Financial institutions are rapidly embracing agentic artificial intelligence tools that can make autonomous decisions without human oversight, with more than half of new AI use cases launched this year leveraging generative capabilities. According to Evident Insights research, the number of employees working on agentic AI at major banks has grown 13-fold in the past year, signalling a fundamental shift towards more sophisticated automation in financial services.
Agentic AI talent surge drives adoption
The 50 largest banks tracked by Evident’s AI Index now employ approximately 340 specialists working on agentic AI systems, representing a dramatic increase from negligible levels just 12 months ago. Five institutions dominate this emerging field: JPMorganChase, Wells Fargo, Citigroup, Capital One, and UBS collectively employ nearly half of all agentic AI specialists in the banking sector.
These specialists are developing multi-step autonomous systems that can execute complex workflows without human intervention. Unlike traditional AI tools that require constant oversight, agentic systems can plan, execute, and adapt their approach based on changing circumstances whilst working towards broader organisational goals.
Leading use cases demonstrate practical applications
Wells Fargo has deployed agentic loan underwriting agents built on LangChain’s framework, capable of re-underwriting loans by retrieving archived documents, extracting relevant information, matching data to internal systems, and performing calculations to determine loan eligibility. The system maintains human oversight for final review but dramatically improves processing efficiency.
BNY has developed a multi-agent sales platform called Eliza using Microsoft’s Autogen framework, employing 13 distinct agents that collaborate to recommend financial products to clients. The system analyses client questions and profiles to determine optimal product recommendations, though it currently maintains human involvement in the final presentation process.

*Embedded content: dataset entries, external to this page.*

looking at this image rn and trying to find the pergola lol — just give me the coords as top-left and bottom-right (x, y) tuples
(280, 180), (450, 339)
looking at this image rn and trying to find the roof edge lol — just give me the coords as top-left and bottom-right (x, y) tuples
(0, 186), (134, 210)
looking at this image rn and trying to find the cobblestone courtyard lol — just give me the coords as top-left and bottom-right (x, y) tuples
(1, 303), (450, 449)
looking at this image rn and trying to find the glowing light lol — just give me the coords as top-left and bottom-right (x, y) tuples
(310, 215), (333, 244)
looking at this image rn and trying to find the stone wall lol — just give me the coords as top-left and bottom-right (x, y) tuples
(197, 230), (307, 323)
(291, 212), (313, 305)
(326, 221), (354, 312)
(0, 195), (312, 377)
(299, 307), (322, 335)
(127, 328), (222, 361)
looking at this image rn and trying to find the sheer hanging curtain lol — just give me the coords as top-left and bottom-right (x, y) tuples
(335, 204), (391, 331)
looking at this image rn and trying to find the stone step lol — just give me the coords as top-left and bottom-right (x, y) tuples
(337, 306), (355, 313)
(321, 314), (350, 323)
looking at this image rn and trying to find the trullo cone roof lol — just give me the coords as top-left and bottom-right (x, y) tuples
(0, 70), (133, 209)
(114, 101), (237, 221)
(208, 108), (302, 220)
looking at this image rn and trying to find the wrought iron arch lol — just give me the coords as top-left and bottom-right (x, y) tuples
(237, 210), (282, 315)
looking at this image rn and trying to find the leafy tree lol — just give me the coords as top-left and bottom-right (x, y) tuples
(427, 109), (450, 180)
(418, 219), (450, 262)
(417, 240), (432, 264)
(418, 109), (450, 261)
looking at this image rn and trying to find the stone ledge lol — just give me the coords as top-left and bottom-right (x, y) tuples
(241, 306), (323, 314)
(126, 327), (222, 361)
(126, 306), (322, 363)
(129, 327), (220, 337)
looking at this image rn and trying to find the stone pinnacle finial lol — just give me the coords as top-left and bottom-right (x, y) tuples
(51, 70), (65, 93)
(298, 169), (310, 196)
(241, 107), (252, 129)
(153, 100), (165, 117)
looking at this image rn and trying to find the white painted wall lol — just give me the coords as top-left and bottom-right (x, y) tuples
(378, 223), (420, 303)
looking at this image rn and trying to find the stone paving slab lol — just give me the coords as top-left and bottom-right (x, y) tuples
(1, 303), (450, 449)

JPMorgan leads research breakthrough
JPMorganChase’s research team has published significant advances in Legal Agentic Workflow (LAW), a suite of tools designed to assist legal teams with contract analysis. The system achieved over 95% accuracy in determining contract termination dates, compared to just 3% accuracy for OpenAI’s GPT-3.5-Turbo performing the same task.
The bank’s research demonstrates how agentic systems can handle complex reasoning tasks that traditional language models struggle with, particularly in extracting specific information from lengthy legal documents where context and interpretation are crucial.
Enterprise-wide AI adoption accelerates
Bank of America reports that over 90% of its employees now use Erica, the bank’s AI assistant, whilst allocating $4 billion to AI and new technology initiatives in 2025. JPMorganChase has rolled out its LLM Suite to 200,000 employees, representing two-thirds of its workforce, demonstrating the scale of AI integration across major financial institutions.
NatWest has deployed generative AI tools to 99% of its workforce, whilst Standard Chartered’s SC GPT platform now reaches 70,000 employees worldwide. These implementations represent unprecedented adoption rates for enterprise AI systems in the financial sector.
Market dynamics and competitive positioning
The rapid deployment of agentic AI reflects banks’ recognition that autonomous decision-making systems represent a critical competitive advantage. Capital One’s Chat Concierge, one of the few publicly available agentic banking tools, uses four distinct agents to guide customers through car-buying processes, demonstrating the practical application of multi-agent systems in customer service.
Citigroup’s CTO David Griffiths has stated that “the agentic model is becoming much more viable,” reflecting growing confidence in these systems’ readiness for production environments. The technology promises transformative productivity and revenue gains, though implementation remains largely theoretical rather than proven at scale.
Technology infrastructure evolution
The deployment of agentic AI requires sophisticated technical infrastructure capable of managing multiple autonomous agents simultaneously. Banks are investing in frameworks like Microsoft’s Autogen and LangGraph to create robust guardrails and interaction protocols between different AI agents within single workflows.
This infrastructure evolution represents a significant shift from simple AI tools to complex autonomous systems that can operate across multiple business functions simultaneously.